Larch trees made me lonesome.

If you see an American larch, your feet are probably wet or frozen, and you might be lost. These are the first trees to come creeping into a bog, spiraling their roots down into the peat. They are often found with black spruce and the little plants that eke out a living in the acidic, exposed world of a northern wetland: bog laurel, pitcher plants, tiny orchids.

Traveling made me lonesome.

The larch is a tree of traveling. The Algonquian word for it, “hackmatack,” means “wood for snowshoes.” Native Americans used its root strings to sew birch bark canoes and its resin to seal them. European settlers found that the bog-born tree would not rot underwater and so used its wood for shipbuilding; the curved roots, in particular, made excellent boat ribs. Laid down over muddy tracks, its trunks stitched corduroy roads through the young country.
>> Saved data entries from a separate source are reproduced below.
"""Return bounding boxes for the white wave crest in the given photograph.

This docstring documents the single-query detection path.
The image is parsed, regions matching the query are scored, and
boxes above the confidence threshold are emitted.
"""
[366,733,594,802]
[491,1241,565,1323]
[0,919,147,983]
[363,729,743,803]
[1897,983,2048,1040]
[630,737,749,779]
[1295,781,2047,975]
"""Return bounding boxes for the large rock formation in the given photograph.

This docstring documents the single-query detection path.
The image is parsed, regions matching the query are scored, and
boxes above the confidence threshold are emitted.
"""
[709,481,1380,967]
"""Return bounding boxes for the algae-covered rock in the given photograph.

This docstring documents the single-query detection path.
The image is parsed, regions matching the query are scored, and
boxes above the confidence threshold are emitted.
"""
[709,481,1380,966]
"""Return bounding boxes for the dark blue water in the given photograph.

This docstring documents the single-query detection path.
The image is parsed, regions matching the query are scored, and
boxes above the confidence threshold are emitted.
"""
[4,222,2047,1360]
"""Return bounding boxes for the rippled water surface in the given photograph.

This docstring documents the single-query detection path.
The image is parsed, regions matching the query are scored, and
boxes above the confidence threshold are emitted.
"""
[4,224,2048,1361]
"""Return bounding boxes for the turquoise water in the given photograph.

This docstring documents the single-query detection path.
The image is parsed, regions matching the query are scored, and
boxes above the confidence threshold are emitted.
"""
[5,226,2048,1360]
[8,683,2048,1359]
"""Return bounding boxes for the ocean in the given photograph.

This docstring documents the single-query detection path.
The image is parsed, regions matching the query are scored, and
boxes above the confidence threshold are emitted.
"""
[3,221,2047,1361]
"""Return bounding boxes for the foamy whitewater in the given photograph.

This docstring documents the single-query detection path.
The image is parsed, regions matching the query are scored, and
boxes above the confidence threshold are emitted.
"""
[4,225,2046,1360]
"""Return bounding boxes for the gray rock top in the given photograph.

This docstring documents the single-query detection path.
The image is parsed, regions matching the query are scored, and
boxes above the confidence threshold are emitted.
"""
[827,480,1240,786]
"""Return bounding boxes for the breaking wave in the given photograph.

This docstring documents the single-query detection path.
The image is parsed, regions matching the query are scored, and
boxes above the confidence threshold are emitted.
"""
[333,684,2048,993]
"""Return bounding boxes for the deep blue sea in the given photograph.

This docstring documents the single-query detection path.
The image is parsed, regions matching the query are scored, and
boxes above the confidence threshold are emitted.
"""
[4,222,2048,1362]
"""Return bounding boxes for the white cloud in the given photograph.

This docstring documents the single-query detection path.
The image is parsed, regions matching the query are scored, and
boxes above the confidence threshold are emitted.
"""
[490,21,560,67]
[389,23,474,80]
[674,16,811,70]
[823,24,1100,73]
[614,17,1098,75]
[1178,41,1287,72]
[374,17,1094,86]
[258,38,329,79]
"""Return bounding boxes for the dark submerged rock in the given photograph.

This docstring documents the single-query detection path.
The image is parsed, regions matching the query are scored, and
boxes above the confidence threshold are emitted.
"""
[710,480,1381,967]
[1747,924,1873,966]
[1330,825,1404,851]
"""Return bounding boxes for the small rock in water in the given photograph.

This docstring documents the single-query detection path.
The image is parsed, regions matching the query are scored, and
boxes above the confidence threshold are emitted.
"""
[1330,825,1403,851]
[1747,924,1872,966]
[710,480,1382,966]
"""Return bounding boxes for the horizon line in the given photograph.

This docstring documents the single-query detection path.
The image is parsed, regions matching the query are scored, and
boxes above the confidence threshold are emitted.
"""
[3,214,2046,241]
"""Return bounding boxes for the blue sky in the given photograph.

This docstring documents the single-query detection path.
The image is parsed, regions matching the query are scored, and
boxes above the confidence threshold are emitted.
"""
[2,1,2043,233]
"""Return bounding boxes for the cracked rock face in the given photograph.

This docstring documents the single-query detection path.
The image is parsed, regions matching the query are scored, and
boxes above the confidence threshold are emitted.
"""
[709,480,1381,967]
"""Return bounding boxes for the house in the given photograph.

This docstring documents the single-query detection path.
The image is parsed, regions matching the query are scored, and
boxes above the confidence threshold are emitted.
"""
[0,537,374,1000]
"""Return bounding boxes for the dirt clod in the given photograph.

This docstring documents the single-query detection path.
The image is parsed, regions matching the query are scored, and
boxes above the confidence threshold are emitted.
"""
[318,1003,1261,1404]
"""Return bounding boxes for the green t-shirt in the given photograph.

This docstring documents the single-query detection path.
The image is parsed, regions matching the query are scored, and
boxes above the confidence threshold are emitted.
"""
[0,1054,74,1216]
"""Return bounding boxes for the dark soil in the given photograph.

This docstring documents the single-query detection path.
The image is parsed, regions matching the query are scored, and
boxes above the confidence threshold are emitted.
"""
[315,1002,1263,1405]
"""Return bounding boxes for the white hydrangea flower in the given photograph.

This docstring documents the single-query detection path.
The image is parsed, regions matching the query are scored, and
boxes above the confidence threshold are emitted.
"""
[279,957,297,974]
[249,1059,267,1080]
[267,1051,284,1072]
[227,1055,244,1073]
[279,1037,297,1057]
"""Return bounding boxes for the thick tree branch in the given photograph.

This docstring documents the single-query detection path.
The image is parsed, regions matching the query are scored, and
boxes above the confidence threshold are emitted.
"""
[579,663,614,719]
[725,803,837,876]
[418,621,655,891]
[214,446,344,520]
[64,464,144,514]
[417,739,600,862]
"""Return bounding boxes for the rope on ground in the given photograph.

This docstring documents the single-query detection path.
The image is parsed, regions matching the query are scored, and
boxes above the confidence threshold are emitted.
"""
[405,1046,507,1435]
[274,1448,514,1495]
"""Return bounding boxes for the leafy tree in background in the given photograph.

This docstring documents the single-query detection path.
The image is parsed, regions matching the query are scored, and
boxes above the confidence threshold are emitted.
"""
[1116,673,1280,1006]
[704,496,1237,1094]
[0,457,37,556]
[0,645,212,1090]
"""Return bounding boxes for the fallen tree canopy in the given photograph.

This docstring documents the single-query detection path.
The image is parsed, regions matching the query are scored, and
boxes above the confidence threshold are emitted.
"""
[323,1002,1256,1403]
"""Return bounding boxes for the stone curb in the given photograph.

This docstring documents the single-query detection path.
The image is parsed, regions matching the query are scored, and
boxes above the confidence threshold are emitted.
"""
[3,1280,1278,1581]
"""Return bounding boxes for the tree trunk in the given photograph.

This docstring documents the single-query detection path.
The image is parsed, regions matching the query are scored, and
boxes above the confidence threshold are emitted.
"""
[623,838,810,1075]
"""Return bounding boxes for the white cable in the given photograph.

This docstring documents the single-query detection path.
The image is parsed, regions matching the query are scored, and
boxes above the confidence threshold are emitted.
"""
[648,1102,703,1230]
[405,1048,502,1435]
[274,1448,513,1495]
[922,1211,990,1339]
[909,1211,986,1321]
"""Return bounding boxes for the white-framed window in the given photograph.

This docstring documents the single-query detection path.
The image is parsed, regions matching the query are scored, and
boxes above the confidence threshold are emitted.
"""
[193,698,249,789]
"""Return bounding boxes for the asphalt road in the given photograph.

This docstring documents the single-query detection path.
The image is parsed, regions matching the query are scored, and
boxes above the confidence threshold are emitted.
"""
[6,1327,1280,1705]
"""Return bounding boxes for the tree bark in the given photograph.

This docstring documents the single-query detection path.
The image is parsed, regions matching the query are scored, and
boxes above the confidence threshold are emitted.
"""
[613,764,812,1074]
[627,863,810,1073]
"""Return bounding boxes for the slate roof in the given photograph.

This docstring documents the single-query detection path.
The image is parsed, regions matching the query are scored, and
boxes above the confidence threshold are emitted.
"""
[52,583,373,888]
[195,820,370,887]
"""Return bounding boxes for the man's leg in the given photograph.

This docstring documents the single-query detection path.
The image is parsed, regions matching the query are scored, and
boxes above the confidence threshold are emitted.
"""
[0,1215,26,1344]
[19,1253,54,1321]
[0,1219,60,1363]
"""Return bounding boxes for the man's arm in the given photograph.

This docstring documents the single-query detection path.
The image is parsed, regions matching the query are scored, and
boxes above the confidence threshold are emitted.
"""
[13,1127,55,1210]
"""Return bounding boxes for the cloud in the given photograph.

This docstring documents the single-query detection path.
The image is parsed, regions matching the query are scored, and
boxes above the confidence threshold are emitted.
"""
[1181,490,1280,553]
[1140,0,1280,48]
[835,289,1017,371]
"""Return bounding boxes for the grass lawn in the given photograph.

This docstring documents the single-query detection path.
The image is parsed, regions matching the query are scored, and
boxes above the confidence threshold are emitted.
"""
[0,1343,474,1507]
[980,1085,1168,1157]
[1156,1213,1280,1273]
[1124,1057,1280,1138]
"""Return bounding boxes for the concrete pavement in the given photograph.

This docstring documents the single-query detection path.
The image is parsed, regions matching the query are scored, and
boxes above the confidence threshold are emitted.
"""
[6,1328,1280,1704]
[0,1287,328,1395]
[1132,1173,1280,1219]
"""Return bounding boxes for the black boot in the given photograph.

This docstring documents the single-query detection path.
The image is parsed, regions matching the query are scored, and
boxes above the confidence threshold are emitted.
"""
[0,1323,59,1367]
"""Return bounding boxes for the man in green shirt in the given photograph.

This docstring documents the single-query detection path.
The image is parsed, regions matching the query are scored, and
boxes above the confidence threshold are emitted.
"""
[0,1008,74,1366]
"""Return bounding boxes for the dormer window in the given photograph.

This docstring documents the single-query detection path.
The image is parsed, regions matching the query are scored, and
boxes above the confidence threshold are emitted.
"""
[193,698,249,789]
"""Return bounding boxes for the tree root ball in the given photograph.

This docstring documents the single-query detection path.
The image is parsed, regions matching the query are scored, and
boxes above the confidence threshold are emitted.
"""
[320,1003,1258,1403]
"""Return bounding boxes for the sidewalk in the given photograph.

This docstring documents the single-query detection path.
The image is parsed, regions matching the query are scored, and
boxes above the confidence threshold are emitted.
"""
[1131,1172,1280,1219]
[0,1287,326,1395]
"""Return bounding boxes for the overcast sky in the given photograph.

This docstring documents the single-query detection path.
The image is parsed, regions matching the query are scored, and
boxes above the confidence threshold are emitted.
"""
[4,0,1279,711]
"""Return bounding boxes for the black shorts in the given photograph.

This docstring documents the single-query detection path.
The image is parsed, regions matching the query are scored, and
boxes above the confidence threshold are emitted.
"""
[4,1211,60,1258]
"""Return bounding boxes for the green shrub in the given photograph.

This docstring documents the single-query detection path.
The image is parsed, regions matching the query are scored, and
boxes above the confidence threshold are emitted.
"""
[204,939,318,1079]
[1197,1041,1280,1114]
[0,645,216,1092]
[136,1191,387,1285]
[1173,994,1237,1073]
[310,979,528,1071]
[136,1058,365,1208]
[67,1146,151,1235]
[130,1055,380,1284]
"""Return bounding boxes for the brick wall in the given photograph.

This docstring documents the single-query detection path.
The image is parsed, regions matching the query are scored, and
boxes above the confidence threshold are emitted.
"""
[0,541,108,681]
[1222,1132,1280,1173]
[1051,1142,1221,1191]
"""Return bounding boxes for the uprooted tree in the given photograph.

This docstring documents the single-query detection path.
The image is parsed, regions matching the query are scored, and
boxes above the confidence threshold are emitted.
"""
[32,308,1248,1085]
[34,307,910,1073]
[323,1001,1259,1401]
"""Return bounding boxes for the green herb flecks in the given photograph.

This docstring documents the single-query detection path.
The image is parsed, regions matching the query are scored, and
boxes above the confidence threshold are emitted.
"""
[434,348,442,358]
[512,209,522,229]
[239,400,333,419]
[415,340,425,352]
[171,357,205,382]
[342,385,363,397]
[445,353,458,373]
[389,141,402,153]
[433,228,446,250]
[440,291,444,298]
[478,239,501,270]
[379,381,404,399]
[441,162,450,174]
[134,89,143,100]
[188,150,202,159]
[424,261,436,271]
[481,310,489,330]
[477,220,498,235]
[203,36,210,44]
It even accompanied some on their final journeys.  Before the Civil War, town cemeteries were sometimes planted with a single larch. Every winter, it seemed to wither; every spring, it was rejuvenated, just as the dead would be reborn on Resurrection Day.

Editor’s note: Within the Finger Lakes region, mature larch is relatively uncommon and can be found in some wetlands. European larch (Larix decidua) is similar and has also been planted around the region, including within state forests.